Clang dev here; I’m currently working on improving our support for `__restrict` in the cv-qualifier-seq of member functions, and I have a question about the following situation: struct S { void a() __restrict; void b(); }; void S::a() { static_assert(__is_same(decltype(this), S*)); } void S::b() __restrict { static_assert(__is_same(decltype(this), S* __restrict)); } `decltype(this)` is `S* __restrict` in the body of `S::b`, but `S*` (no `__restrict`) in the body of `S::a`, i.e. GCC only seems to care about `__restrict` being present in the definition, not the declaration. According to the documentation (https://gcc.gnu.org/onlinedocs/gcc-13.2.0/gcc/Restricted-Pointers.html), ‘you only need to specify __restrict__ in a function definition, rather than in a function prototype as well.’ This doesn’t really say anything about what happens if the opposite is the case (i.e. if `__restrict` is only present in the declaration, not the definition).

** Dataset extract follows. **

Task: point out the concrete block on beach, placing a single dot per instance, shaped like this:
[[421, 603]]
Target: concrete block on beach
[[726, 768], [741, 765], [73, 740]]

My question, then: is this intended, or is it a bug?
Note the class method is similar to how normal functions work: ``` void foo (int* __restrict b); void foo (int* b) { static_assert(__is_same(decltype(b), int*)); } void foo1 (int* b); void foo1 (int* __restrict b) { static_assert(__is_same(decltype(b), int*__restrict)); } ```
Exactly like the following standard C23 code: ``` void nonrestirct(); void restirctcall(); void foo (int* a, int* __restrict b, int n); void foo (int* a, int* b, int n) { typeof(b) c = b; _Generic (&c , int * __restrict*: restirctcall(), int **: nonrestirct() ); // calls nonrestirct } void foo1 (int* a, int* b, int n); void foo1 (int* a, int* __restrict b, int n) { typeof(b) c = b; _Generic (&c , int * __restrict*: restirctcall(), int **: nonrestirct() ); // calls restirctcall } ```
Ah, that makes sense: it’s basically treated like any other top-level cv-qualifier on a function parameter—it’s just that it happens to syntactically be in an unusual place compared to cv-qualifiers on regular function parameters. Thanks for clarifying this.